For quite a while the answer was seen as revolutionary communism and indeed it seems the majority of artists and arts critics in Europe at the time were associated with one variety or another of Marxism. That that didn't turn out quite as successfully as hoped is another story.

Maury said...

I must say that this is about what I expected. Artists of whatever type engage in all kinds of wild assertions about art in general and about their art in particular. They are also merchants after all. Much of what Ernst said in the passage is pretty much nonsense. As for untrammeled Surrealistic subjectivity what was Romanticism, Impressionism, Cubism? Wasn't Bosch rather surrealistic?Wagner set the ball rolling with his published rants and it became a landslide among all kinds of 20th C artists. Now composers and artists spend more time talking about their art than actually doing it. Again almost all of it is polemical or self justifying farragos.

My point is still the same. There in no relationship between what Ernst said and what he was doing artistically. His very polished art does not break with the trajectory of Western painting; it just extends it. Yes Germano-Austrian artists in this era were despairing due to their nation's defeats and subsequent chaos. This was much less true of artists outside of central Europe I might add.

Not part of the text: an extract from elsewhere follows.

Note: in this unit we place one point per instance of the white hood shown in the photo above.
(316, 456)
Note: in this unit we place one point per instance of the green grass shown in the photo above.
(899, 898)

Kandinsky and Henri Rousseau were far more disruptive in their art and influence and yet spoke in more positive terms about Art and their own works.

Wenatchee the Hatchet said...

Tom Wolfe's The Painted Word remains one of the best satires of art criticism and visual artists turning into psuedo-literary posers of the last fifty years. It does seem that there a few artists who write more about their visual creations than they can possibly say within those visual creations. The Wittenburg Door long ago had a satirical cartoon where a Christian singer-songwriter is shown holding his guitar and says "Let me spend fifteen minutes talking about the biographical and theological circumstances and significance of this three minute song".

So it's not just in classical music, the impulse to talk more about an art than actually doing it shows up in certain subsets of popular music, too.

Bryan Townsend said...

One of my ongoing reading projects is the mammoth volume Art in Theory 1900 - 2000 (1,200 pages!). I have to confess that this is the first time I have set out to read a significant amount of discussion of the (primarily) visual arts and it is illuminating to say the least. Yes, I read with great enjoyment the Tom Wolfe book.

After this, I intend to re-read John Cage's writings.